Conseguimos cumprir todas as exigências, e, em 22 de dezembro de 2010, fizemos uma cerimônia no Theatro Municipal do Rio de Janeiro. Essa cerimônia me lembrou muito a cerimônia inaugural de 1956, a que estive presente, que também foi no Theatro Municipal e contou com a presença do presidente Juscelino Kubitchek.
Depois da breve exposição no Theatro Municipal, que atraiu mais de 44 mil visitantes, a obra seguiu pararestauro em ateliê aberto, também no Rio de Janeiro. Agora, em São Paulo, será a primeira vez que ela será exposta junto dos estudos preparatórios.

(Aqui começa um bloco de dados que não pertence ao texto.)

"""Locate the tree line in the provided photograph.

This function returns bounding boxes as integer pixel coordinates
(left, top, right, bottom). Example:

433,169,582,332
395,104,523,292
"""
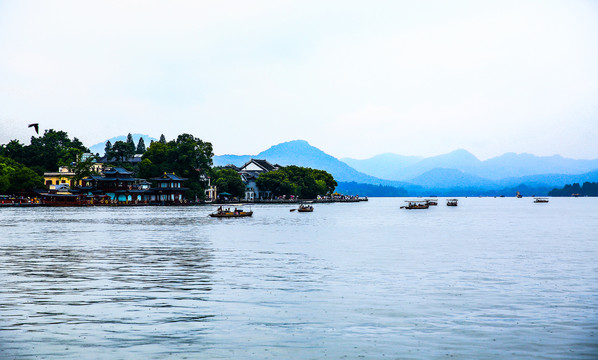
0,129,337,199
548,182,598,196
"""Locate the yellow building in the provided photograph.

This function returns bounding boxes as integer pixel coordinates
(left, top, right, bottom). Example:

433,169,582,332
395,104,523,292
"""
44,163,104,190
44,166,81,190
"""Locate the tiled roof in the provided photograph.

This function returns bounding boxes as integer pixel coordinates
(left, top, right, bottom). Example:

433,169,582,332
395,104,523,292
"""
104,167,133,175
150,174,187,181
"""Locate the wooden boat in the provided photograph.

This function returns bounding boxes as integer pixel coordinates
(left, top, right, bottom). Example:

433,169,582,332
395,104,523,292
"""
297,204,314,212
210,206,253,218
401,200,430,210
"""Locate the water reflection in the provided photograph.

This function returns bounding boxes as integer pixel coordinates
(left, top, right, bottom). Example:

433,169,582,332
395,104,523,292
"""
0,246,215,358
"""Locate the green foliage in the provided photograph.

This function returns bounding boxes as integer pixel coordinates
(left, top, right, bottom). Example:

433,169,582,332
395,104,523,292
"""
0,129,89,174
212,169,245,198
256,165,337,199
126,133,136,154
0,156,44,194
135,137,145,154
104,140,112,155
138,134,214,198
71,155,97,184
548,182,598,196
106,141,135,164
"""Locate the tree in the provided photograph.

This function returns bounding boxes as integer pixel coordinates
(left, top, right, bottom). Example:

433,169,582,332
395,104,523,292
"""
213,169,245,198
126,133,135,156
135,137,145,154
72,155,97,184
104,140,112,156
108,141,135,164
256,165,337,199
139,134,214,198
0,156,44,194
2,129,89,173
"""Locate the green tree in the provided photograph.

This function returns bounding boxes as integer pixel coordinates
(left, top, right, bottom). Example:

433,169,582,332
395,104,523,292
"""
0,156,44,194
256,165,337,199
108,141,135,165
213,169,245,198
104,140,112,156
135,137,145,154
139,134,214,198
72,155,97,184
2,129,89,173
126,133,135,154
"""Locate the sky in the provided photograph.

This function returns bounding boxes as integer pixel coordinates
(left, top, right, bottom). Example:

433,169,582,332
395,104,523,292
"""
0,0,598,159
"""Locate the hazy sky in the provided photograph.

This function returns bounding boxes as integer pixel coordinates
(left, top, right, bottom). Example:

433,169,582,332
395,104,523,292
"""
0,0,598,159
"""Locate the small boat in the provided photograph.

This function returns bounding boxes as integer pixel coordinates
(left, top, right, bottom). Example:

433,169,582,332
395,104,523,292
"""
401,200,430,210
297,204,314,212
426,199,438,206
446,199,459,206
210,206,253,218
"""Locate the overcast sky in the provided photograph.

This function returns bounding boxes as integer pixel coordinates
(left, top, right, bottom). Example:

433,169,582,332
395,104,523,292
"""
0,0,598,159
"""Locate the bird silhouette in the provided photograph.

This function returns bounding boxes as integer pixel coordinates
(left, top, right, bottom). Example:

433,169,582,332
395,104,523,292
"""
27,123,39,135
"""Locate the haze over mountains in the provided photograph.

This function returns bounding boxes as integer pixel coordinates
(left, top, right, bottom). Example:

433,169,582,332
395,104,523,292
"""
90,134,598,196
214,140,598,196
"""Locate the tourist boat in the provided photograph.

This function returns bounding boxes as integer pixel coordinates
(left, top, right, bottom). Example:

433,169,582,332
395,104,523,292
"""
446,199,459,206
210,206,253,218
401,200,430,209
297,204,314,212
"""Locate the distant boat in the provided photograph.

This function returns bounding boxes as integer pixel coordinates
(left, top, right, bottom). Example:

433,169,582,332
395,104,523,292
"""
446,199,459,206
210,206,253,218
297,204,314,212
426,199,438,206
401,200,430,210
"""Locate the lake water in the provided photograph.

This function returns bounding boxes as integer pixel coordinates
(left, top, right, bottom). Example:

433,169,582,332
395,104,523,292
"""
0,198,598,359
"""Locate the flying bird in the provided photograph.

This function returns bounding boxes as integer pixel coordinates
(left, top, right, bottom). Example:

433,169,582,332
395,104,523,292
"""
27,123,39,135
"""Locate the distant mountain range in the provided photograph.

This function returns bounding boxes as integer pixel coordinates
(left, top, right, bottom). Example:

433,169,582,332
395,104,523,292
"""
214,140,598,196
342,150,598,182
90,134,598,196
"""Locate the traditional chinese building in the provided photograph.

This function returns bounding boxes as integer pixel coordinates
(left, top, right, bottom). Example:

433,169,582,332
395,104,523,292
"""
150,173,189,204
238,159,279,201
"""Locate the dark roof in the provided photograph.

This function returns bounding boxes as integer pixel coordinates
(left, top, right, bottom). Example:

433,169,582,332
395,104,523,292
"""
241,159,276,171
251,159,276,171
81,175,104,181
104,167,133,175
222,164,241,171
150,174,187,181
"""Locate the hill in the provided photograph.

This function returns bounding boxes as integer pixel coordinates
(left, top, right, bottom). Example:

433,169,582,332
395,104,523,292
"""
341,153,424,180
213,140,407,187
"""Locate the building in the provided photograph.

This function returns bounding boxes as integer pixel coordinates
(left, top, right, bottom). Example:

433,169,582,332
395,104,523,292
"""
80,167,145,203
204,174,217,202
150,173,189,204
238,159,280,201
44,166,81,190
44,153,104,190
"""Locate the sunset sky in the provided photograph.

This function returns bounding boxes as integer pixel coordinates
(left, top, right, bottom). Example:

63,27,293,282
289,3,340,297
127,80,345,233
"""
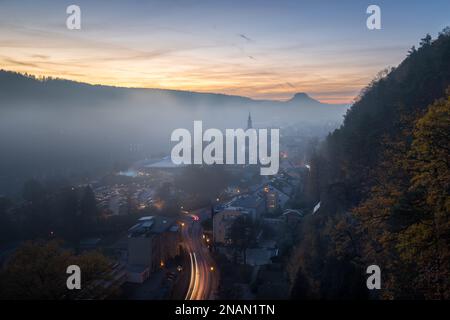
0,0,450,103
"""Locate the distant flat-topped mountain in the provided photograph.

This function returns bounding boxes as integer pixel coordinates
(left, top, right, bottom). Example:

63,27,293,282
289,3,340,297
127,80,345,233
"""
0,71,347,193
0,70,347,123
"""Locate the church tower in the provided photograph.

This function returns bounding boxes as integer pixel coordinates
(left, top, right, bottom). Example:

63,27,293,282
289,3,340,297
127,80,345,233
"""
247,112,253,129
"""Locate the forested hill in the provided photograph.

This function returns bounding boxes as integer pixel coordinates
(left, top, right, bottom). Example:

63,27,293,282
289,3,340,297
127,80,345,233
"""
291,28,450,299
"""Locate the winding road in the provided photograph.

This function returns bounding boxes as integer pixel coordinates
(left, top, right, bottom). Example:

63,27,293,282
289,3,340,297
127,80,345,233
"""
181,209,219,300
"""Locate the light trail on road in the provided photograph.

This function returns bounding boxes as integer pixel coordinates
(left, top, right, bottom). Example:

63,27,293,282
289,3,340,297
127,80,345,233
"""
182,208,219,300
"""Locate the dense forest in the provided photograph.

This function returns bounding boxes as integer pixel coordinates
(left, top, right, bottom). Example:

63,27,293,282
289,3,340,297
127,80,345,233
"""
289,28,450,299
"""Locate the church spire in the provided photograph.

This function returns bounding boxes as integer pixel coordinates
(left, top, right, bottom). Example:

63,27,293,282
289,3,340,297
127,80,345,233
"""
247,112,253,129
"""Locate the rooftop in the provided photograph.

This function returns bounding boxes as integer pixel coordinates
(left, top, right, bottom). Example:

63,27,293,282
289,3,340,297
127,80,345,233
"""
128,216,178,237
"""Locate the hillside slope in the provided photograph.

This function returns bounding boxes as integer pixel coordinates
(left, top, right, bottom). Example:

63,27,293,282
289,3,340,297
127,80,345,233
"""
291,28,450,299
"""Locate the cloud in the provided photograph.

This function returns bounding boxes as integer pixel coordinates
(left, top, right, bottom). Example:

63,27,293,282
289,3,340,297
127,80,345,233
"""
239,33,253,42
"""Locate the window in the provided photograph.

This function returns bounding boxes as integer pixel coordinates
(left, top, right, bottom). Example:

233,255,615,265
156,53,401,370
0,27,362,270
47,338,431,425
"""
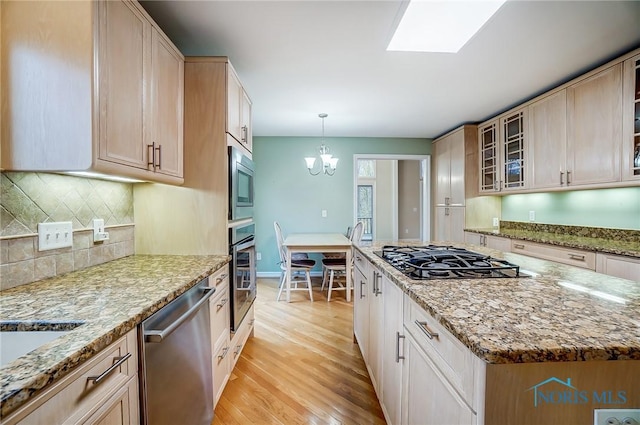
356,185,373,241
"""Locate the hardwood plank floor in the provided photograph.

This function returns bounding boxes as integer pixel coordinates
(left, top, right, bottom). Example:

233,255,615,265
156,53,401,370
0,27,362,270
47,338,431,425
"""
213,278,385,425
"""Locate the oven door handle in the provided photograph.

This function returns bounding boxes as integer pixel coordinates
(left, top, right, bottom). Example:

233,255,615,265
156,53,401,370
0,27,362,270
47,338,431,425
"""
144,288,216,343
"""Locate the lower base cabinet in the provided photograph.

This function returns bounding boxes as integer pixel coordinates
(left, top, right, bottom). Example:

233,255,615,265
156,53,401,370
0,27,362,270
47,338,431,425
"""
2,329,140,425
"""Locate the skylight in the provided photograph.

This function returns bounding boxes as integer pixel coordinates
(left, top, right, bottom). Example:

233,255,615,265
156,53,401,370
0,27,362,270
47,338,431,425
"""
387,0,506,53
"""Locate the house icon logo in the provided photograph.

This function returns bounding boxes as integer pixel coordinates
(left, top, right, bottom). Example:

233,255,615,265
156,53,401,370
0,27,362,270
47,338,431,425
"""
527,376,578,407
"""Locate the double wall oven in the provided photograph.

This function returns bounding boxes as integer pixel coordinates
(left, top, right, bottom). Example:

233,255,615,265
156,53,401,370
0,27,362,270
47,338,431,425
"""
229,146,256,332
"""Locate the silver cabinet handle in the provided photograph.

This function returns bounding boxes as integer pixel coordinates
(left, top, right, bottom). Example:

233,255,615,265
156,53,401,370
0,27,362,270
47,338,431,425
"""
144,288,216,342
218,347,229,363
216,298,229,311
415,320,438,339
396,332,404,363
87,353,131,385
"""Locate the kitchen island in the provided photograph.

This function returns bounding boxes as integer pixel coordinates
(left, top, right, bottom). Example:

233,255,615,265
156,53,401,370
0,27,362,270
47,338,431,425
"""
0,255,229,418
354,242,640,424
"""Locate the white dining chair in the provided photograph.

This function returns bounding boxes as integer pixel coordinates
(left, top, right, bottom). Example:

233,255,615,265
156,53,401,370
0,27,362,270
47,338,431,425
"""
321,221,363,301
273,221,316,301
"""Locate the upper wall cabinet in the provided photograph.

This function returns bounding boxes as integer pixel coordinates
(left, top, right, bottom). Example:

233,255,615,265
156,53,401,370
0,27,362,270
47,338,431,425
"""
622,55,640,180
478,109,527,193
528,89,567,189
560,64,622,186
2,0,184,184
227,63,253,152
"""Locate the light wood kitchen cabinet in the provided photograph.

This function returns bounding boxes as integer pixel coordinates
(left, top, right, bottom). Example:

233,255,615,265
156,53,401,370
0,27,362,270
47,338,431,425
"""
432,127,465,206
353,250,372,363
380,276,404,424
622,55,640,180
433,207,465,242
367,267,384,390
227,63,252,152
596,252,640,282
560,63,622,187
511,239,596,270
527,89,567,189
2,0,183,184
478,108,528,193
2,329,140,425
402,295,483,425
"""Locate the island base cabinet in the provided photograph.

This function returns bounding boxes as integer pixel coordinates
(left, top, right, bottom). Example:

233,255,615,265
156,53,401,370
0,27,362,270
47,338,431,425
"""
484,360,640,425
402,333,477,425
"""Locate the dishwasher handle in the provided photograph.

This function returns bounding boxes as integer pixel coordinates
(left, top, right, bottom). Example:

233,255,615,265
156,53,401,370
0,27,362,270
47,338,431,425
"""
144,288,216,343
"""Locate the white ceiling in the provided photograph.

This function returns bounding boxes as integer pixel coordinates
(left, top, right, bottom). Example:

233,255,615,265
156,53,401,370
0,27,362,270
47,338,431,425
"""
142,0,640,138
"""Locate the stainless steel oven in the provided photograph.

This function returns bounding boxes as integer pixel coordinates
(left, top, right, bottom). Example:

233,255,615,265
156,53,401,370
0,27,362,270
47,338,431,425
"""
229,222,256,331
229,146,253,220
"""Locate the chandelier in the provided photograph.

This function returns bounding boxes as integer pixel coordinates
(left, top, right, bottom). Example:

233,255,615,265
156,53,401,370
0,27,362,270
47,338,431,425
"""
304,114,338,176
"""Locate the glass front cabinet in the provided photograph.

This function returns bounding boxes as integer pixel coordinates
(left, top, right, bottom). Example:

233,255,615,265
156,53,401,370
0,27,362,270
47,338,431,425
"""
622,55,640,180
478,109,527,193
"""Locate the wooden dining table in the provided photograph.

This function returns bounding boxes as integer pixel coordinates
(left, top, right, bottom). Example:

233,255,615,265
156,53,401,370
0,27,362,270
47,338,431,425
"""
283,233,351,302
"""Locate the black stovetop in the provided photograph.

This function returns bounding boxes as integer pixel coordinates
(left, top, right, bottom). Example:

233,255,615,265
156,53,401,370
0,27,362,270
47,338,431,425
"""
374,245,525,279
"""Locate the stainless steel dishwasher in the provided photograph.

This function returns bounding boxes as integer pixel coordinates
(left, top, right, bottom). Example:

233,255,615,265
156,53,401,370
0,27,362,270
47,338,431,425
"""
139,278,215,425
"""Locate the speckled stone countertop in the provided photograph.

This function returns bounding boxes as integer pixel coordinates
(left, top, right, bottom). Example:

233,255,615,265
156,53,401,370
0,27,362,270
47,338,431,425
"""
0,255,229,417
465,221,640,258
357,242,640,364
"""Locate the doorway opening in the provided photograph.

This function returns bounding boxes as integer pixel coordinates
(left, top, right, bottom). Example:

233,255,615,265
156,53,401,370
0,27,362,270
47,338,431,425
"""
353,154,431,241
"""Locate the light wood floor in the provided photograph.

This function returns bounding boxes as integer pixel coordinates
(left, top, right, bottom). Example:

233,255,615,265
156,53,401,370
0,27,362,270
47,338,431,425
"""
213,279,385,425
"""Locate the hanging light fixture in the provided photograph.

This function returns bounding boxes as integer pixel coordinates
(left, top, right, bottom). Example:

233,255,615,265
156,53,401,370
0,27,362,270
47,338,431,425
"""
304,114,338,176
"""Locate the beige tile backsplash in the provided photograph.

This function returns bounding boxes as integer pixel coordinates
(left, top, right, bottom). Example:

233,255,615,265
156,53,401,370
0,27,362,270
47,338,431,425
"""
0,172,135,290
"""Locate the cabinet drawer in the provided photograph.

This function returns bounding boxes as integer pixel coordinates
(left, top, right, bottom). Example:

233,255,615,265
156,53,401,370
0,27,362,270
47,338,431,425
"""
3,330,138,425
353,249,369,276
511,239,596,270
404,296,475,407
209,285,231,343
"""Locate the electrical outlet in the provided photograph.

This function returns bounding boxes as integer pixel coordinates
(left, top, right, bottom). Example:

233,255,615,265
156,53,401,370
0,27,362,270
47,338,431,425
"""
593,409,640,425
38,221,73,251
93,218,109,242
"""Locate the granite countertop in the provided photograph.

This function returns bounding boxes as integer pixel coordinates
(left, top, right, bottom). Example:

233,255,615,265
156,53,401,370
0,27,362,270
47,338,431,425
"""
0,255,229,417
465,222,640,258
357,241,640,364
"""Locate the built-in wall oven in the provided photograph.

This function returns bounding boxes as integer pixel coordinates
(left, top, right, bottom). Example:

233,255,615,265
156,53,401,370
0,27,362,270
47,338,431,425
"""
229,221,256,332
229,146,253,221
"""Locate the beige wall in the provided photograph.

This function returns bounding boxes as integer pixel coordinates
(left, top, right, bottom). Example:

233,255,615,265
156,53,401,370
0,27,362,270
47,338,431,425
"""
398,161,421,239
0,171,135,289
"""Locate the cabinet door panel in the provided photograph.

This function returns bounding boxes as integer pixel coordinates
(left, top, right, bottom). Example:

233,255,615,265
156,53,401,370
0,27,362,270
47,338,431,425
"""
98,1,151,169
528,90,567,189
149,28,184,177
403,335,476,425
567,64,622,186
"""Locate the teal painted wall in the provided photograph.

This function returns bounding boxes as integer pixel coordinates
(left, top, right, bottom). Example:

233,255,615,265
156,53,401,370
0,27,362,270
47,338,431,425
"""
502,187,640,230
253,137,431,272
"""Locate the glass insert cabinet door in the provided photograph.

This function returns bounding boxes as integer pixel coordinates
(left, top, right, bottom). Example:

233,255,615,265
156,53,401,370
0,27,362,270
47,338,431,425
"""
502,111,525,189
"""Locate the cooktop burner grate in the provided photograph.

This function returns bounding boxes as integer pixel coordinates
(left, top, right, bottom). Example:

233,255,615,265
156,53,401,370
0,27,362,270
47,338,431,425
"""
374,245,524,279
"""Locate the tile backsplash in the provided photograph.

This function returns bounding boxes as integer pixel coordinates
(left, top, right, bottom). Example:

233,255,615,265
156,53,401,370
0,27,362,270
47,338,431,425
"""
0,171,135,290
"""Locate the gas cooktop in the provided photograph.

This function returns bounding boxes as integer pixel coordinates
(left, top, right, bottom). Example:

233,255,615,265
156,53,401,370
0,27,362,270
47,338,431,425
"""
374,245,527,279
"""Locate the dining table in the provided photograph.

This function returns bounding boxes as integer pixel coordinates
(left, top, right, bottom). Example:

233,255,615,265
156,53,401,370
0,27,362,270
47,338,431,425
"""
283,233,352,302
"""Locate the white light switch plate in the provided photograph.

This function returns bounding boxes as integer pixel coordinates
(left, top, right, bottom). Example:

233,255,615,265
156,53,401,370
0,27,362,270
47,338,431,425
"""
38,221,73,251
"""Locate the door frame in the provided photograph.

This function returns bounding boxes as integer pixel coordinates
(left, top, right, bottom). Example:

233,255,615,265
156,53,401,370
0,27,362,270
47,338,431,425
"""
351,154,431,241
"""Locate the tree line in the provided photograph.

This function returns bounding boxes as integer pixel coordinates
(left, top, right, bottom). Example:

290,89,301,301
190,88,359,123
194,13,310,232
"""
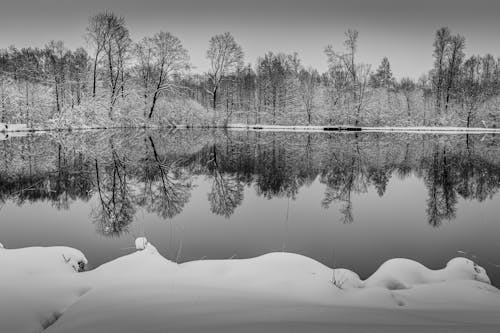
0,12,500,128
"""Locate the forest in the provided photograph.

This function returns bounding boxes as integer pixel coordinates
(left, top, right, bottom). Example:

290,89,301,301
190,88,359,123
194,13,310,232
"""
0,12,500,129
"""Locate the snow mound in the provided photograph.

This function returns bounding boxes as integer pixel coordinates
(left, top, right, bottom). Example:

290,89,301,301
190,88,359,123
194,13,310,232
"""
362,258,491,290
135,237,148,250
0,241,90,333
0,237,500,333
0,246,88,275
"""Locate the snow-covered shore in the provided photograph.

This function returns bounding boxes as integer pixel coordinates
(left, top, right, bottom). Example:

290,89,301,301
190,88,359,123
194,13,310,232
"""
0,239,500,333
0,123,500,135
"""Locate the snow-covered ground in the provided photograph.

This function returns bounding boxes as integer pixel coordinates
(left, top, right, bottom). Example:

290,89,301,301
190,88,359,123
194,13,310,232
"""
0,238,500,333
0,123,500,134
228,124,500,134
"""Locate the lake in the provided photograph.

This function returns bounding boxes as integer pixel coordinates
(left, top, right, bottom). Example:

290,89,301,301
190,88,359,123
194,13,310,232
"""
0,130,500,287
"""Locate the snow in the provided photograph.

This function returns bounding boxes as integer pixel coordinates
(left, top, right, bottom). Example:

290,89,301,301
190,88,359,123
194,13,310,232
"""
0,237,500,333
228,124,500,134
135,237,148,250
0,123,28,132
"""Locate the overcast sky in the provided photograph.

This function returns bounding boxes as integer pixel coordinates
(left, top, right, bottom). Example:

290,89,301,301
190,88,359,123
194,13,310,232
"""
0,0,500,78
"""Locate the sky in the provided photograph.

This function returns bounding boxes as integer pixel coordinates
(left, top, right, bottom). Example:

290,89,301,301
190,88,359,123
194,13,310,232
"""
0,0,500,78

[FC] – E quanto ao Projeto Portinari? É um assunto recorrente a dificuldade enfrentada para manter os legados dos artistas brasileiros – e, nesse cenário, o Projeto Portinari é um exemplo de sucesso. Qual é o segredo, na sua opinião?
[JCP] - Já estamos há 33 anos trabalhando no Projeto, e é uma luta mantê-lo de pé. O apoio à cultura no Brasil ainda é complicado. Mas já conseguimos grandes conquistas: por exemplo, catalogamos 5.200 obras e 30.000 documentos relacionados a Portinari, e disponibilizamos uma grande parte desse material no site do Projeto Portinari, aberto, gratuito e que é muito consultado.
“Guerra e Paz traz uma mensagem ética muito forte, que continua atual, talvez até mais válida do que nunca.”Acho que um fator que ajudou muito na continuidade do Projeto é a própria solidariedade natural do brasileiro. Sempre encontramos muito apoio, tanto para trazer o Guerra e Paz quanto em outros, o que foi essencial.
Outro fator determinante é que o Projeto Portinari foi nascido e criado na universidade. Curiosamente, muitos projetos passam ao largo da universidade. Mas essa proximidade com o ambiente universitário permitem uma constante inovação, estamos sempre em contato com todas as novidades, inclusive de ciência e tecnologia que podem ser aplicadas ao nosso projeto.
[FC] – Só para encerrar nossa entrevista, existe algum recado que você gostaria de deixar aos nossos leitores paulistanos, do que eles podem esperar da exposição que começa amanhã?
[JCP] – Que eles não deixem de ir, porque ela está muito emocionante. Certamente, sairão da exposição carregando essa mensagem de humanidade, e com uma visão mais ampla.